There are many methods existing on the market to synchronize content of directories between hosts.
eg. rsync, lsyncd, duplicity etc. The most difficult part though is bidirectionally synchronize them so that no conflicts occur. One method is using the program Unison which works well but if a file gets modified differently on both servers between 2 syncs, we get into a conflict and Unison can’t cope with this alone. One solution could also be lsyncd but this only synchronizes in one direction. Another one which is asynchronous and syncs in both directions is ‘csync2’ but just like Unison it synchronizes only once every time it is run.
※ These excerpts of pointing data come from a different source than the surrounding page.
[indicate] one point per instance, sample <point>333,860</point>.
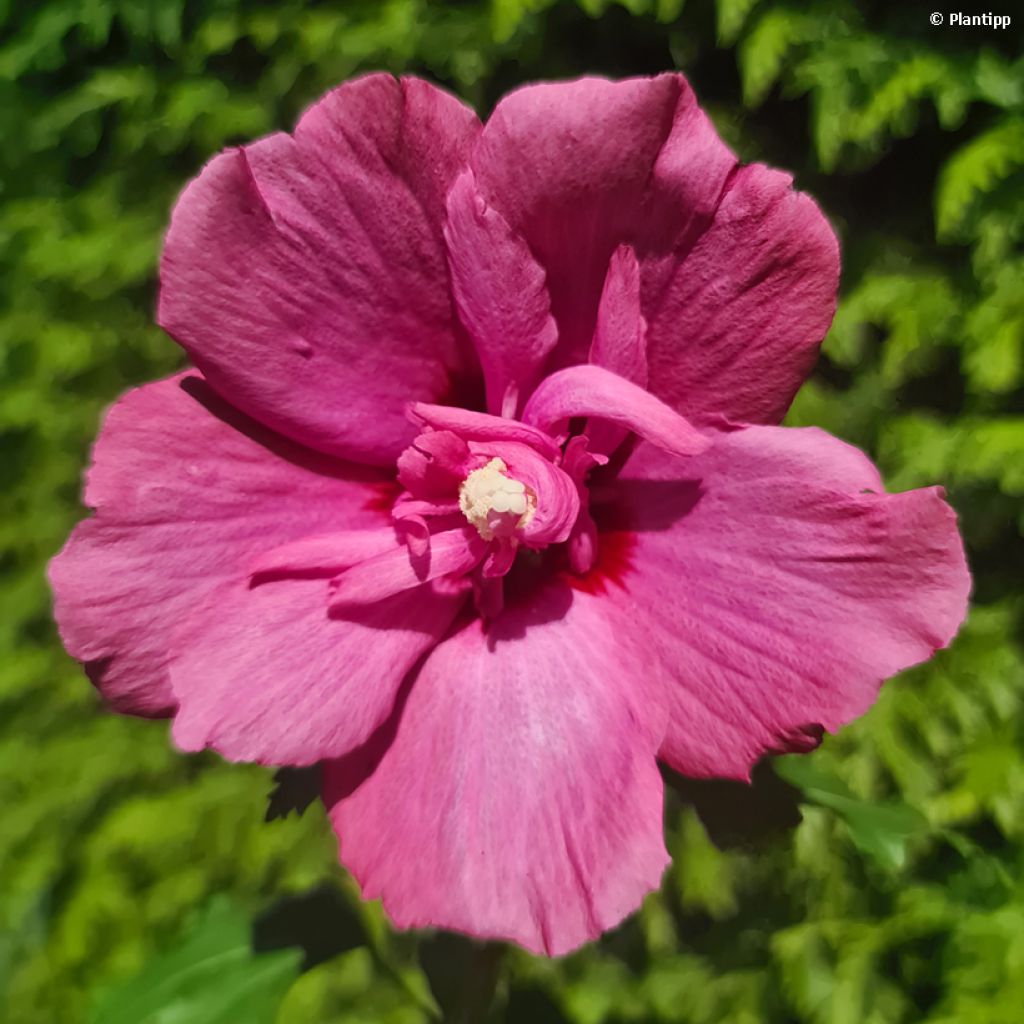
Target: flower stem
<point>476,1001</point>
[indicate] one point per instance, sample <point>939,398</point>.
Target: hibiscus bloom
<point>475,492</point>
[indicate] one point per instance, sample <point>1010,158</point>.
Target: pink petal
<point>187,493</point>
<point>263,674</point>
<point>482,427</point>
<point>734,327</point>
<point>620,342</point>
<point>590,390</point>
<point>451,552</point>
<point>306,273</point>
<point>518,798</point>
<point>577,168</point>
<point>501,295</point>
<point>779,588</point>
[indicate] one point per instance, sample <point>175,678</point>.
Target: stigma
<point>496,504</point>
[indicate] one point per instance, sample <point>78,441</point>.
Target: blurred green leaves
<point>210,977</point>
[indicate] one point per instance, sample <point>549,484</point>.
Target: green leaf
<point>212,976</point>
<point>880,830</point>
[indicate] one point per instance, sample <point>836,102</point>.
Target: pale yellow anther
<point>494,503</point>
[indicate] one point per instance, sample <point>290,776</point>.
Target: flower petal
<point>263,674</point>
<point>577,168</point>
<point>187,492</point>
<point>734,327</point>
<point>501,295</point>
<point>556,493</point>
<point>590,390</point>
<point>482,427</point>
<point>451,552</point>
<point>518,798</point>
<point>778,588</point>
<point>305,274</point>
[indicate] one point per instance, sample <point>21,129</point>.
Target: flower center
<point>494,503</point>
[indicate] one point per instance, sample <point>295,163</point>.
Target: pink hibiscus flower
<point>475,492</point>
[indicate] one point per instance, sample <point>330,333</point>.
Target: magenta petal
<point>576,168</point>
<point>306,274</point>
<point>434,465</point>
<point>321,554</point>
<point>734,327</point>
<point>451,552</point>
<point>483,427</point>
<point>519,798</point>
<point>187,494</point>
<point>589,390</point>
<point>501,296</point>
<point>264,675</point>
<point>620,342</point>
<point>778,588</point>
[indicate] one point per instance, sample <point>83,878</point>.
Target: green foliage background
<point>897,897</point>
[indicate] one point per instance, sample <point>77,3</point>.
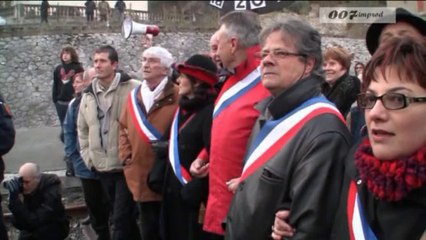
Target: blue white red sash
<point>275,134</point>
<point>239,89</point>
<point>358,225</point>
<point>143,126</point>
<point>181,173</point>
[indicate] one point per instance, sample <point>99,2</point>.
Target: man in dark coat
<point>7,140</point>
<point>40,215</point>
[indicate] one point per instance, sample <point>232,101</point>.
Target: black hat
<point>402,15</point>
<point>201,68</point>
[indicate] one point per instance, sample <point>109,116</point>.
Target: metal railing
<point>25,13</point>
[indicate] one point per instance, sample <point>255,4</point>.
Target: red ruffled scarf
<point>390,180</point>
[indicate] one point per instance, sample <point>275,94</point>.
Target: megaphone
<point>130,27</point>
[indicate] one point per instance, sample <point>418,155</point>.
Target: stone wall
<point>27,63</point>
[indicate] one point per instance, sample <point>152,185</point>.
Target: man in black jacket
<point>7,140</point>
<point>36,205</point>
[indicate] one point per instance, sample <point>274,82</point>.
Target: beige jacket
<point>102,158</point>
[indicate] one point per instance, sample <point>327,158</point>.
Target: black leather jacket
<point>305,176</point>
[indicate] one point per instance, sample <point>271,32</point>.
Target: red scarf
<point>390,180</point>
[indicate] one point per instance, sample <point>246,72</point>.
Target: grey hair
<point>243,24</point>
<point>33,168</point>
<point>305,38</point>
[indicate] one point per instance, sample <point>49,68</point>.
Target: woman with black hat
<point>189,134</point>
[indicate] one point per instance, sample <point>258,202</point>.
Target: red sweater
<point>229,136</point>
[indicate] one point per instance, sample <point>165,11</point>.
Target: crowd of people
<point>267,136</point>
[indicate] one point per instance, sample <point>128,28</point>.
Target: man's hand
<point>281,228</point>
<point>199,168</point>
<point>233,184</point>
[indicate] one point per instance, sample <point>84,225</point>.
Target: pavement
<point>41,146</point>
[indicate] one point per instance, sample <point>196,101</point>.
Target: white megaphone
<point>130,27</point>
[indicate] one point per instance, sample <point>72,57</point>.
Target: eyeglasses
<point>391,101</point>
<point>277,54</point>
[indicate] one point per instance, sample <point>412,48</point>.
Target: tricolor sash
<point>239,89</point>
<point>358,225</point>
<point>181,173</point>
<point>275,134</point>
<point>143,126</point>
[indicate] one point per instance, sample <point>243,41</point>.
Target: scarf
<point>390,180</point>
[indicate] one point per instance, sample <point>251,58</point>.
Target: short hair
<point>112,53</point>
<point>406,54</point>
<point>166,58</point>
<point>243,24</point>
<point>305,38</point>
<point>72,52</point>
<point>340,54</point>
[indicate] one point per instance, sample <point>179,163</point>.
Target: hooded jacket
<point>41,215</point>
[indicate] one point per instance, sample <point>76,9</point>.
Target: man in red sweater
<point>234,113</point>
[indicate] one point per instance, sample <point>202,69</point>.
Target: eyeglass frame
<point>276,54</point>
<point>406,100</point>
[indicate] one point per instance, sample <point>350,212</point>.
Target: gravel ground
<point>71,196</point>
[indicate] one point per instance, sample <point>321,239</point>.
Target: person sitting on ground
<point>35,202</point>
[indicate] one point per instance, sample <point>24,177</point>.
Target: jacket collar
<point>123,78</point>
<point>248,65</point>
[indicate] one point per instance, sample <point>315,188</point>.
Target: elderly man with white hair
<point>147,114</point>
<point>35,204</point>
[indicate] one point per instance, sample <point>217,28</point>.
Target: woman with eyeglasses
<point>384,194</point>
<point>339,87</point>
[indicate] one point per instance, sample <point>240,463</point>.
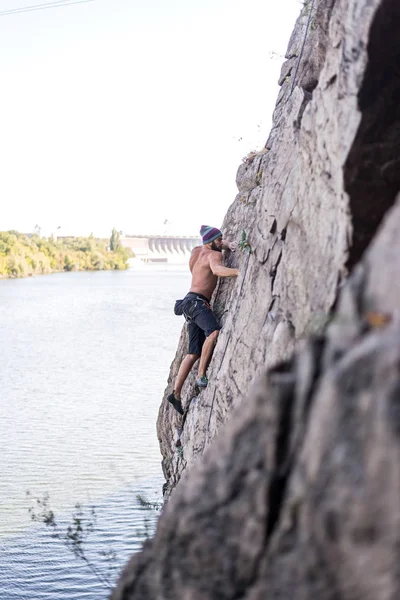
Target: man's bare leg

Here I will give the instructions of a very powerful synchronization system(GlusterFS) that can scale enormously and therefore also be complex to configure. To simplify things here I only show the installation and configuration of a scenario of 2 servers which need to have a single directory bidirectionally synchronized between each other.

Installing GlusterFS

These instructions are for a single directory to be shared and automatically synchronized between 2 hosts. If any one of the hosts goes down, upon reboot of the temporary down host GlusterFS will automatically synchronize the hosts with each other.

Principle of this installation:
– Each host is a GlusterFS server (with its directory source)and client of itself as well.
– The server directories are to be left alone(not written to)and only the synchronized clients directories are used(Read/Write).

– GlusterFS servers directories: /home/export
– Clients mounted directories: /mnt/data
– Servers are called server1 and server2
The GlusterFS servers directories should not be written directly, only the Clients mounted directories(client sides) should be used to read and write and all other client directories will also be synchronized automatically.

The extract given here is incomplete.